The mouse is useful for applications that require users to select from a list of options or move objects around on the screen.
To use these routines, you must ensure that your system knows that you have a mouse attached.
You must hide the mouse during the execution of any ANSI ACCEPT or DISPLAY statement that operates on the area of the screen where the mouse pointer is located.
The attributes referred to in the descriptions of routines are screen attributes, not user attributes. The top left-hand corner of the screen is row 0, column 0.

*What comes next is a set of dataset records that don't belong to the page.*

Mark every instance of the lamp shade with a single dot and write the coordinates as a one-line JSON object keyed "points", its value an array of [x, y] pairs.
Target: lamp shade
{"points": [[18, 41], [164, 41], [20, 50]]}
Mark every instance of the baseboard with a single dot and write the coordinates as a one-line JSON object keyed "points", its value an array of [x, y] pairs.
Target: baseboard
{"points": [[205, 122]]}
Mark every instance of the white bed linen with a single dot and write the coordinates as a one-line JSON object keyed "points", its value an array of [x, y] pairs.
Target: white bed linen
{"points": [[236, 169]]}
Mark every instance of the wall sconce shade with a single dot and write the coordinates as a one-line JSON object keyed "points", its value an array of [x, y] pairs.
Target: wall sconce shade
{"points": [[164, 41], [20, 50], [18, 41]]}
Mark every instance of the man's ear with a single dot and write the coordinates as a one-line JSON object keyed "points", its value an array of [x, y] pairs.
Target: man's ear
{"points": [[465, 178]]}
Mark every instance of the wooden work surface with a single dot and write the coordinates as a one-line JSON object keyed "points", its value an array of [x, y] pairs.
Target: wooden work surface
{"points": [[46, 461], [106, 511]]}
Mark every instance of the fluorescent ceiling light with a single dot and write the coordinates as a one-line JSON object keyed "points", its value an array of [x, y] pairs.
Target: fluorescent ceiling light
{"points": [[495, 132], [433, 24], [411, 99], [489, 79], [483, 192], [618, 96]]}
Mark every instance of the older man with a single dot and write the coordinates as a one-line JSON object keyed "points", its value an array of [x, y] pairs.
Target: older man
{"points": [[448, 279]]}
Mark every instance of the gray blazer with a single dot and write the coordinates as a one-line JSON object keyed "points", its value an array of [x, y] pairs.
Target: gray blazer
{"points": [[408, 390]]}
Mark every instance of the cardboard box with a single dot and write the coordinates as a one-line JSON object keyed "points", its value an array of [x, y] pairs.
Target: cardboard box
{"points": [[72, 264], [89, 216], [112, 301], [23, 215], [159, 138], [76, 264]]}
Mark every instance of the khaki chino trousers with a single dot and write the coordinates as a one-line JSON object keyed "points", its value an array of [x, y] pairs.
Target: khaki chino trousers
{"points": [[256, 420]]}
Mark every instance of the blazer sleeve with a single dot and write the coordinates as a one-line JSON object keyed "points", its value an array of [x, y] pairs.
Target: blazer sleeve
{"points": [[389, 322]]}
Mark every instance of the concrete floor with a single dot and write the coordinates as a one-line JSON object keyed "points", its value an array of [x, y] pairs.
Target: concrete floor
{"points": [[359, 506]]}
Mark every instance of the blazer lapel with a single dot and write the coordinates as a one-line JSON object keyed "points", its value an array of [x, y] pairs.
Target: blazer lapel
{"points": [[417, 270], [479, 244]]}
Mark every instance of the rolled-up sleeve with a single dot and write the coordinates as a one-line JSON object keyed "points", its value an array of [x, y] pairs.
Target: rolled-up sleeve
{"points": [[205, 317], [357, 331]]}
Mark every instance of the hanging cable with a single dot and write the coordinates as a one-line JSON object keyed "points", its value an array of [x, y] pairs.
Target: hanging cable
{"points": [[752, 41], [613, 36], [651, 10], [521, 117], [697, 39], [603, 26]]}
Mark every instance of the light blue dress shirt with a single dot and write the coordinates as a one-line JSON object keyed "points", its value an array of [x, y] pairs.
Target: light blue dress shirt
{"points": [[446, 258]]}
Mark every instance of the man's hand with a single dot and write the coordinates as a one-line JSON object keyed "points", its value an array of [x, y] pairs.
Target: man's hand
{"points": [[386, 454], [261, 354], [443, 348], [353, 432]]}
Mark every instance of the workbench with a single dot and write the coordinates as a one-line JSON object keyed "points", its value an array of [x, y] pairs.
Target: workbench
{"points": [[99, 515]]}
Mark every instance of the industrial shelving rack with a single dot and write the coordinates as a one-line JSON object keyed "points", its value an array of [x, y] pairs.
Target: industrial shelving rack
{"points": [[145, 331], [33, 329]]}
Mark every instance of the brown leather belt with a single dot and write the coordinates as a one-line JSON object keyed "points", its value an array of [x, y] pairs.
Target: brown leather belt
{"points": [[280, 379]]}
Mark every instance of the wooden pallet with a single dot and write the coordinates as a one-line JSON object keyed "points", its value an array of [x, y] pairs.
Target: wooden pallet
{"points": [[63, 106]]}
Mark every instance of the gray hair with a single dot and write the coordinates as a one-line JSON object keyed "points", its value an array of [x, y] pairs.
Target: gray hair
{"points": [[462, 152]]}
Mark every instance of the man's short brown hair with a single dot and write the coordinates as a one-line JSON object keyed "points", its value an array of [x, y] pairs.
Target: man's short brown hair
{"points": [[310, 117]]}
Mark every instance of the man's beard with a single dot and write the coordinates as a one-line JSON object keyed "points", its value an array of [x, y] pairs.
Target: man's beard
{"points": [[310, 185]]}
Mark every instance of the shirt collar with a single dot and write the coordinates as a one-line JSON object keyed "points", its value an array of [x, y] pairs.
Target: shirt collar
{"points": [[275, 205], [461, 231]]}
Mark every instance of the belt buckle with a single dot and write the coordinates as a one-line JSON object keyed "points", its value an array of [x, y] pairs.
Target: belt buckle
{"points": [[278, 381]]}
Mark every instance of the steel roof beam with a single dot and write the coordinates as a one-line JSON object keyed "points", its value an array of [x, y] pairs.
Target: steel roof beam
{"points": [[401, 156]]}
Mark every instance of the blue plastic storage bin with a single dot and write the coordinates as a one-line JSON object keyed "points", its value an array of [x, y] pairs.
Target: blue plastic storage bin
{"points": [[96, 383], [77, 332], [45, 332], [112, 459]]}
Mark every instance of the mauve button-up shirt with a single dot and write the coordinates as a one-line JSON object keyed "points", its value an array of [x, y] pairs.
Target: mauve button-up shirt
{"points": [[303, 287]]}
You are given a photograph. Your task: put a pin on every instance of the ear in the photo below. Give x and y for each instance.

Whenever the mouse is moved or a button on the mouse is pressed or released, the mouse hardware causes an interrupt. The mouse device driver takes control and, depending on a mask you have set, either saves it in a queue or ignores it. This prevents events being lost if a subsequent interrupt occurs before the application has read the event. With the mouse routines, you can read the event queue and determine how many events are in the queue.
When an event is generated, a description of it is stored in a data structure called the event-data. If the mask allows (see below), this is added to the queue. The layout of event-data is:
event-type pic x(2) comp-x. event-time pic x(4) comp-x. event-row pic x(2) comp-x. event-col pic x(2) comp-x.
where the parameters are:
bit 7-4 | reserved |
bit 3 | set = button 3 pressed |
bit 2 | set = button 2 pressed |
bit 1 | set = button 1 pressed |
bit 0 | set = mouse moved |
The event mask, which you supply, tells the system which kinds of event should be queued and which ignored. It has the same structure as event-type. An event is queued only if it happens while the corresponding mask bit is on, or while another state is on whose mask bit is on. When an event-data is queued, the bit for each state is set correctly; that is, the mask does not mask them out.
For example, the operator moving the mouse generates an event if either the mask bit for "mouse moved" is off or the operator is holding down a button and the mask bit for that button is off.